Pike feels his own face go white. Hadn’t he known this about Benedict, right from the start? Hadn’t he said as much, in the People Laboratory? Made the boy blush?
The crowd is losing control, rage and frustration sweeping through it like a crackling bushfire.
– Wait! says a voice that reverberates across the harbour.
With the sudden swiftness of a snake spitting venom, the blond man has puckered his lips, shot a bright ball of green chewing gum from his mouth, taken the microphone, and put a hand in the air for silence.
– You came to se
e a Final Adjustment, he says.
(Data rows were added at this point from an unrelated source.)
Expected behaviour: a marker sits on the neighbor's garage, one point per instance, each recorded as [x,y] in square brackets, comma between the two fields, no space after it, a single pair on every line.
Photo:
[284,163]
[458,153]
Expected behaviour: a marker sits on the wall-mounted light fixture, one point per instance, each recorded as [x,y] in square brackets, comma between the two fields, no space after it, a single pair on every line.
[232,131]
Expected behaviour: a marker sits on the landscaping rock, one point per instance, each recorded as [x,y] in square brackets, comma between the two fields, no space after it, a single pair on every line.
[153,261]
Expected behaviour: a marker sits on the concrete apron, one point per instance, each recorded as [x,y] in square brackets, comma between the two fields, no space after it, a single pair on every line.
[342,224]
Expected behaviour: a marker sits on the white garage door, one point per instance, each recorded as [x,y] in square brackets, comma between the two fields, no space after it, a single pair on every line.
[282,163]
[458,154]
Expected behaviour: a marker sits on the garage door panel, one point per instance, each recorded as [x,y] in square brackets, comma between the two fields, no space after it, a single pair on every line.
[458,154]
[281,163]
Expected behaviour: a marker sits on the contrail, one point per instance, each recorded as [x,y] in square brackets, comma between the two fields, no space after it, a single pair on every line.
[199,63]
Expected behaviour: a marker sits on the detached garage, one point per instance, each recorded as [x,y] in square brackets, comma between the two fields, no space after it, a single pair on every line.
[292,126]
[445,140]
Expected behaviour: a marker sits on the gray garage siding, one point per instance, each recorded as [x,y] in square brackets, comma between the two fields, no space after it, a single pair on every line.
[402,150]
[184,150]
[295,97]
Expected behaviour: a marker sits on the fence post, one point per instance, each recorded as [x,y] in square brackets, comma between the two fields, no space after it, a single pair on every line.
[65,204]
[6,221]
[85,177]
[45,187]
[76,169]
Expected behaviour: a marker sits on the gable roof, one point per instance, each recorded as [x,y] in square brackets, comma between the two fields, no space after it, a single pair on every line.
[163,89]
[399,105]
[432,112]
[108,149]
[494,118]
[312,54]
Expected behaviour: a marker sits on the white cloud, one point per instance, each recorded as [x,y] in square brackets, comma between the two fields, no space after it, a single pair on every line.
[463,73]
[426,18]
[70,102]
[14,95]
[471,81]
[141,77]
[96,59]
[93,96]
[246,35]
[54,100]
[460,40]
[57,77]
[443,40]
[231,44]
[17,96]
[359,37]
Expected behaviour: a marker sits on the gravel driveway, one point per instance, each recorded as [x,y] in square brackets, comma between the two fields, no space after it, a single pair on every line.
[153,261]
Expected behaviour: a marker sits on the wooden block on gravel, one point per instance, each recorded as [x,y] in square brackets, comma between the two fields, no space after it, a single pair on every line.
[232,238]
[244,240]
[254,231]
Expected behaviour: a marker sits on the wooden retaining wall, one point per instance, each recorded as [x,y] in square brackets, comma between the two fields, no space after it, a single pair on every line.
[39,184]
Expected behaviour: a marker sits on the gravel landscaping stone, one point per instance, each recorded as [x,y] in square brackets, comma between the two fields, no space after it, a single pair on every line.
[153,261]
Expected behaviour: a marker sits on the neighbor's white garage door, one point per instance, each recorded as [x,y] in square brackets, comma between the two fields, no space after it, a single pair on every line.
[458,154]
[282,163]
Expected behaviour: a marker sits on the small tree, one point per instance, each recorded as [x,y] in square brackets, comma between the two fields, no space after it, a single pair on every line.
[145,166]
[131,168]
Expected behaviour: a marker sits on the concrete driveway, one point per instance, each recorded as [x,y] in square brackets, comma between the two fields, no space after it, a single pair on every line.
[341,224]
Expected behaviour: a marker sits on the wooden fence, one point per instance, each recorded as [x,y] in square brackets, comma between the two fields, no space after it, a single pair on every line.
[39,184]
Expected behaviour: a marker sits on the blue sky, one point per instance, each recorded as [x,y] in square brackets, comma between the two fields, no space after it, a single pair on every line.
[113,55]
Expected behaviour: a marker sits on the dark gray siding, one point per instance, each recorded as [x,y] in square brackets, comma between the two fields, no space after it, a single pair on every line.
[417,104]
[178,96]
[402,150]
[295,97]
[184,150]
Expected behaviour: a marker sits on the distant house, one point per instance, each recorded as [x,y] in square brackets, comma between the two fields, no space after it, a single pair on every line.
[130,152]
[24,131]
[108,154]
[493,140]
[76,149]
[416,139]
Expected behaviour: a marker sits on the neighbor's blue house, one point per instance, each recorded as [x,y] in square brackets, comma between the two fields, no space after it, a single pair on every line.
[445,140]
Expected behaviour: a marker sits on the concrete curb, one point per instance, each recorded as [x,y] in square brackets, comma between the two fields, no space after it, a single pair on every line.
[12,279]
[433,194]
The crowd stops. Hushes. – So here’s an offer.
The amplifier picks up his voice, and scatters it. They’re listening now. The hush thickens and fills.
– Give us a few minutes of your time. If you’re not convinced by what we say, the Final Adjustment will go ahead. But if you are – Harvey Kidd will go free.
A murmur washes across the crush of people as he gestures the prisoner forward.
– Mr Kidd, he says to the grey-faced figure, who is grinning like a maniac. You have one minute in which to tell the customers of Atlantica the truth about the Hoggs.
The Final Adjustment will go ahead … My heart spasms and tumbles.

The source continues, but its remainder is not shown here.